This had offset losses in the group’s food segment – which was due to lower material landings and higher input costs.
According to the research firm, Texchem’s PE division maintained solid momentum despite unfavourable foreign exchange, underpinned by robust demand from semiconductor customers and ongoing operating efficiencies.
Moving forward, the group’s positive trajectory will be supported by firmer chemical trading earnings amid ongoing supply disruptions as well as elevated average selling prices (ASP).
The research firm added that Texchem’s PE segment is likely to see continuous growth as it is on track for another record year, benefiting from ASP revisions to pass through higher fossil-based raw material costs.
“The rising demand for automated transport equipment materials linked to artificial intelligence or AI, memory, and hard disk drive or HDD supply chains will also boost the PE segment,” RHB Research noted.

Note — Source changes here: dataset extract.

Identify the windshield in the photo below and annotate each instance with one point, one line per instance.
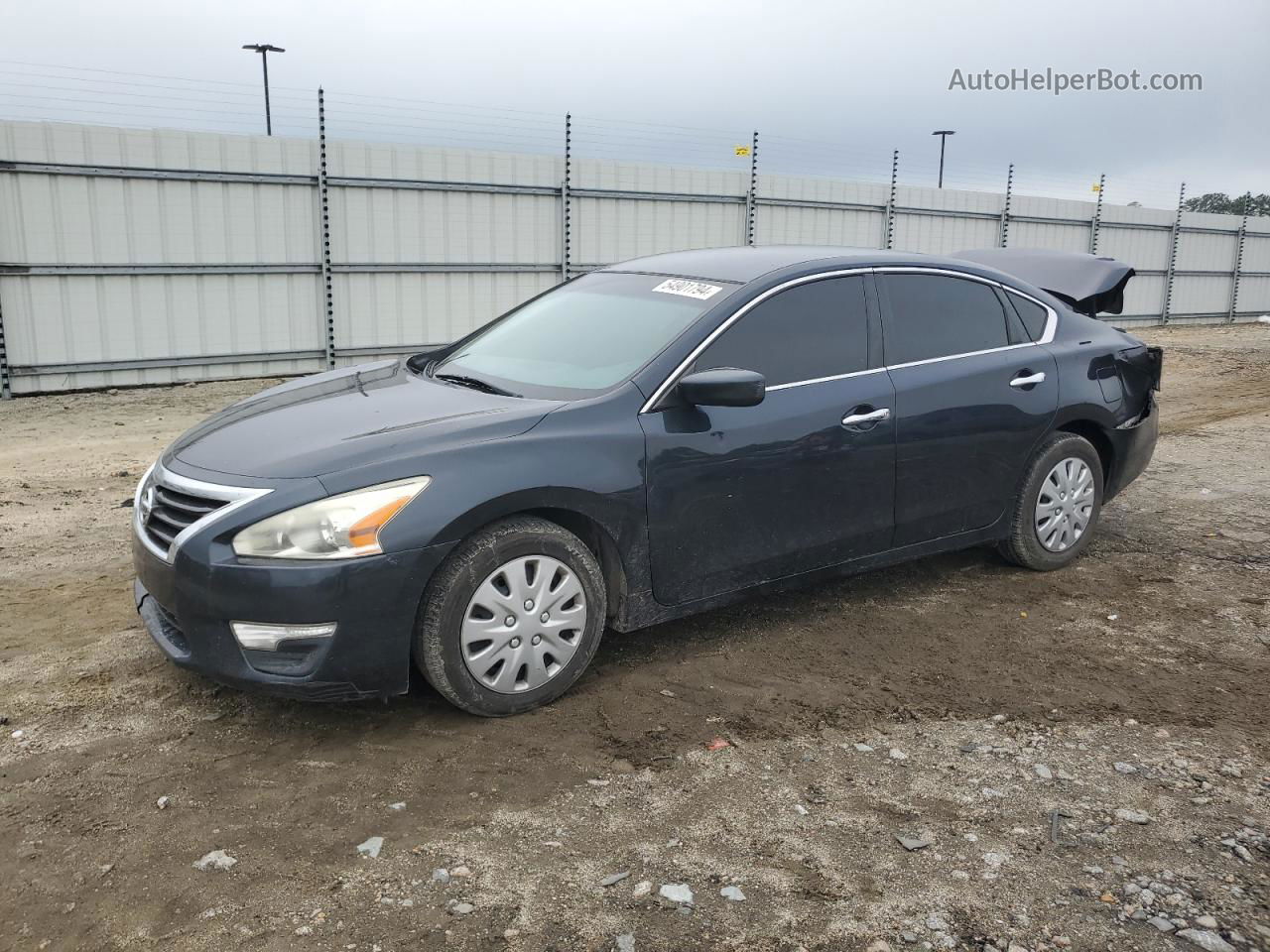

It added Texchem’s restaurant division is aiming to narrow its losses by exploring new production markets like Thailand, focusing on domestic sales and broadening its product mix.

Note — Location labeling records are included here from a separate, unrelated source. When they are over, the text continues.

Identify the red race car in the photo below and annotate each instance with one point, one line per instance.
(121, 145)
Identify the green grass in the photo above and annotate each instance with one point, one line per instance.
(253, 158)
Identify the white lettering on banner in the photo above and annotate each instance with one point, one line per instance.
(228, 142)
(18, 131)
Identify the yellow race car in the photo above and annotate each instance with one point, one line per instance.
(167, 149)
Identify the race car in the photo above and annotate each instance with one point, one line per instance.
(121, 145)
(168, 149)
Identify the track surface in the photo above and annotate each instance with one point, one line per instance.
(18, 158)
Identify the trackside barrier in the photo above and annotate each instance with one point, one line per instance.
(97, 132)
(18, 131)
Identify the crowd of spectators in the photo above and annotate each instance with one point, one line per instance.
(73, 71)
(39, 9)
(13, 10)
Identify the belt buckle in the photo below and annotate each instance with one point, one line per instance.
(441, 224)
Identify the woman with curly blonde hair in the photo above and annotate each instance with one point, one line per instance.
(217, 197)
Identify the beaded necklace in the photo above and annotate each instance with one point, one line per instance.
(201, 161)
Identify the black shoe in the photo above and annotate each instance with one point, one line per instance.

This step was also to combat currency exchange headwinds in Myanmar.
On a positive note, the restaurant division grew five times, fuelled by closure of loss-making outlets and tighter cost controls.
“Management also plans additional capital expenditure for PE machinery and to expand the restaurant footprint by another 10 outlets,” it said.
As for its first-quarter (1Q) earnings ended March 31, RHB Research said Texchem’s revenue rose 1.8% year-on-year to RM287.4mil, which resulted in a core net profit of RM4mil.
“This represented 23.8% of our full-year forecast despite a seasonally soft 1Q.
“Earnings before interest, taxes, depreciation, and amortisation margin were resilient, while net margin improved on lower depreciation, interest and tax expenses,” the research firm said.
“Our forecast for FY26 to FY27 earnings are unchanged as the results are in line. Key risks include weaker-than expected sales, escalation of input costs, and fluctuation of chemical prices.”
However, the research firm has ascribed a higher sum-of-parts target price of RM1.39 from RM1.31, and maintained a “buy” call on the stock.
At the time of writing, the stock was trading at 78 sen.